Look for situations that simply cannot be explained any other reasonable way.  Consider the eighteen-and-one-half minute gap in one of the “Watergate” tapes made by President Nixon in a conversation with aide H.R. Haldeman.  Secretary Rose Mary Woods said she “accidentally” erased some of the tape and demonstrated in a famous picture how that could have happened.  See for yourself whether you believe this explanation at this footnote.[7]
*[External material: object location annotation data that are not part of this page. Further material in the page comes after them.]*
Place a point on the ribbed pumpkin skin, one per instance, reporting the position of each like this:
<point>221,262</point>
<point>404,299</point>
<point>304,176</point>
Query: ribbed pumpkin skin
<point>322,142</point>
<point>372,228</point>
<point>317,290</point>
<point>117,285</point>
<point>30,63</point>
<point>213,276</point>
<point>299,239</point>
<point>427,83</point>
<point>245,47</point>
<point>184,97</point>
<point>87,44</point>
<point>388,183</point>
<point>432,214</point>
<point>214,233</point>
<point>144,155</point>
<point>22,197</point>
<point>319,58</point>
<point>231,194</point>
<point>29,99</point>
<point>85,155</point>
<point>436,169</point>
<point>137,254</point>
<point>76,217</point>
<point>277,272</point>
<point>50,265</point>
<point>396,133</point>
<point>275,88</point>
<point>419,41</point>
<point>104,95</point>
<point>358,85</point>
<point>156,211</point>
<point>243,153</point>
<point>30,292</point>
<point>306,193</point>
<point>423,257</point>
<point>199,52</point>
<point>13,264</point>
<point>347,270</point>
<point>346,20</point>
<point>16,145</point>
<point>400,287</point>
Experts have confirmed that the tape was erased in at least five segments by hand operation rather than foot controls, as Woods claimed.[8]  We know the erasing was intentional and we know that Nixon and Haldeman were not discussing the Washington Redskins’ upcoming season.  Even if we do not know what the tape says, we can conclude that Nixon and company covered it up to avoid embarrassment or perhaps even criminal activity.

 

Read the official stories, like the Warren Report and the 9/11 Report.  See if the theory advanced makes any sense to you.  Do you believe that a suicide hijacker would deliberately hit one side of the Pentagon when the other side would have killed ten times the amount of people?  Do you believe the City of New York and the FBI had to send the debris from the World Trade Centers to Asia promptly, instead of submitting it for evidence?  Do you believe two tiny fires in World Trade Center 7 could bring down the whole building?

 

Think for yourself.  If, for some reason, these official theories don’t work for you, you are in the same spot that we who believe in conspiracy theories are in.  There is nothing wrong with demanding answers to the questions that trouble us.